The problem with oracles is, how do you know they aren’t lying to you?

Consulting the Oracle by John William Waterhouse, 1884

For instance, say you bet on Alberto Contador winning the Tour de France. What if when he wins, the oracle says that he actually lost to Chris Froome?

Even though you bet on the correct outcome, you’d never get your money.

Or what if the oracle says your flight wasn’t delayed and you never get your insurance payout?

These scenarios could easily happen if the oracle was compromised, either by hackers, or just by bad actors.

As the use of smart contracts grows, oracles will be responsible for millions, if not billions of pounds of transactions.

Both Microsoft and IBM are currently working on this problem, and both are heavily involved in the oracle space.

The current best solution is not relying on a single oracle, but on multiple oracles, and only deploying the smart contract when there is a consensus.

That way, one or two compromised oracles won’t cause any issues.

As smart contracts evolve, the oracles they rely on will have to evolve with them. In fact, there are a number of cryptos built with the aim of creating more decentralised and trustworthy oracles.

Right now, very few people can see the potential in smart contacts and oracles. That’s the case with most of the things cryptos are capable of.

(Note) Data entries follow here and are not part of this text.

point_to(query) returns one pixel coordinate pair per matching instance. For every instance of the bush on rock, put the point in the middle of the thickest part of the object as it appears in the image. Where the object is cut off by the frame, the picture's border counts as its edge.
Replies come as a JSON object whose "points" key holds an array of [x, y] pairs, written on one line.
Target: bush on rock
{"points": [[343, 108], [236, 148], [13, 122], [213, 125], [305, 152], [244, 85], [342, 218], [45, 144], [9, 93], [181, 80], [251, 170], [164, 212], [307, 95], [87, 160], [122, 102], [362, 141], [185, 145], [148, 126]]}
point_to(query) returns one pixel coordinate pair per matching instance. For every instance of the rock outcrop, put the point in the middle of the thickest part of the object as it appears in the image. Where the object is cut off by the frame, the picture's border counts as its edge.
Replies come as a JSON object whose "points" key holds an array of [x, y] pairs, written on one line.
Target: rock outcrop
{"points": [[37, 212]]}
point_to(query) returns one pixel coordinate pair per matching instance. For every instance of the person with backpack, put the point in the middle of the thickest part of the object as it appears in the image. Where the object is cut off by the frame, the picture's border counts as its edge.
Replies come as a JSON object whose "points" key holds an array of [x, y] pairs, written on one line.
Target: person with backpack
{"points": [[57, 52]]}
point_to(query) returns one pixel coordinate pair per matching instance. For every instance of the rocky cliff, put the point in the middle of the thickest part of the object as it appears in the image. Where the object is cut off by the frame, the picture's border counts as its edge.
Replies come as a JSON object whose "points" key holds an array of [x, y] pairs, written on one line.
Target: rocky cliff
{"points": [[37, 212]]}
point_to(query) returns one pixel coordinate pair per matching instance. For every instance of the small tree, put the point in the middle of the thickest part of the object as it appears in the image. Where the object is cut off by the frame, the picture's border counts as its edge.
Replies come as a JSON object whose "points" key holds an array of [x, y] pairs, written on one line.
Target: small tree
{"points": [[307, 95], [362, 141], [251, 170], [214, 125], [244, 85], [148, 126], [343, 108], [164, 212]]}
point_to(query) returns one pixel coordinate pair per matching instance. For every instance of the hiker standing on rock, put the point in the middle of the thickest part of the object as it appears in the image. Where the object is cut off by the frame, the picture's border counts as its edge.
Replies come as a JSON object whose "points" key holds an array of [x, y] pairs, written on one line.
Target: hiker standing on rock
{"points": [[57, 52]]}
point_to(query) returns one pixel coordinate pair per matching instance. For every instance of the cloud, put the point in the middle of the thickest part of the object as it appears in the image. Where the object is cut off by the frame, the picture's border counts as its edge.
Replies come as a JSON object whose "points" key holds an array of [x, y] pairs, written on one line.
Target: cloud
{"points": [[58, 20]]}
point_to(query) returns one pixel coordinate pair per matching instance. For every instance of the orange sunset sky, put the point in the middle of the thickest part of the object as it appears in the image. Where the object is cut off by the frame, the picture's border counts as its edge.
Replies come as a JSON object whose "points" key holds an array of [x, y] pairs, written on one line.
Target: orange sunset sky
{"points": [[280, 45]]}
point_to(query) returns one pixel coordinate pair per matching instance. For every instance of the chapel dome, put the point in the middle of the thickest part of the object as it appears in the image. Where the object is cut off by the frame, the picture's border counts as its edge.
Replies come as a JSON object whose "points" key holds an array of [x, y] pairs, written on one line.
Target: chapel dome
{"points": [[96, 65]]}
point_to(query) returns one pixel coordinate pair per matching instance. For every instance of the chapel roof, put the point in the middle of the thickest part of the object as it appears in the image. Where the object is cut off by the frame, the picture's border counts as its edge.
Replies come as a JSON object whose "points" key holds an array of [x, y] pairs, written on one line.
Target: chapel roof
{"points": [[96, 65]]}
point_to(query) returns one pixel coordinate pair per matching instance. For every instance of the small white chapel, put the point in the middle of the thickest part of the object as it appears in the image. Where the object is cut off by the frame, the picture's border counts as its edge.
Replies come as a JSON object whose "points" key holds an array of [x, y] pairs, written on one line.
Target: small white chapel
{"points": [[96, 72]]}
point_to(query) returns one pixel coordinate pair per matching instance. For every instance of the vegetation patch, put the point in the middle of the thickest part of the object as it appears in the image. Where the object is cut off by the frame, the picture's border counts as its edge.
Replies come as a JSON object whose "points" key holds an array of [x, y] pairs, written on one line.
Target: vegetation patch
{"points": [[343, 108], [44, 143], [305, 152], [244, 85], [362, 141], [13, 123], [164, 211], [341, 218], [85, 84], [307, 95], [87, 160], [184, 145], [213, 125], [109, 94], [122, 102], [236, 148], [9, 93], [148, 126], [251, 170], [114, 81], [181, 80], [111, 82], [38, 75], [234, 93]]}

When most people hear about cryptos they think purely about the “currency” aspect. But their uses are far, far bigger than just “magical internet money”.

It’s not just the world of finance that cryptos are disrupting, it’s almost every industry on Earth. They may not be doing it in a way that’s obvious to 99% of people. But that doesn’t matter.

The tiny percentage of people who do “get it” and who see the potential will make a lot of money in the coming years.

It’s certainly not too late to get involved in this space just yet.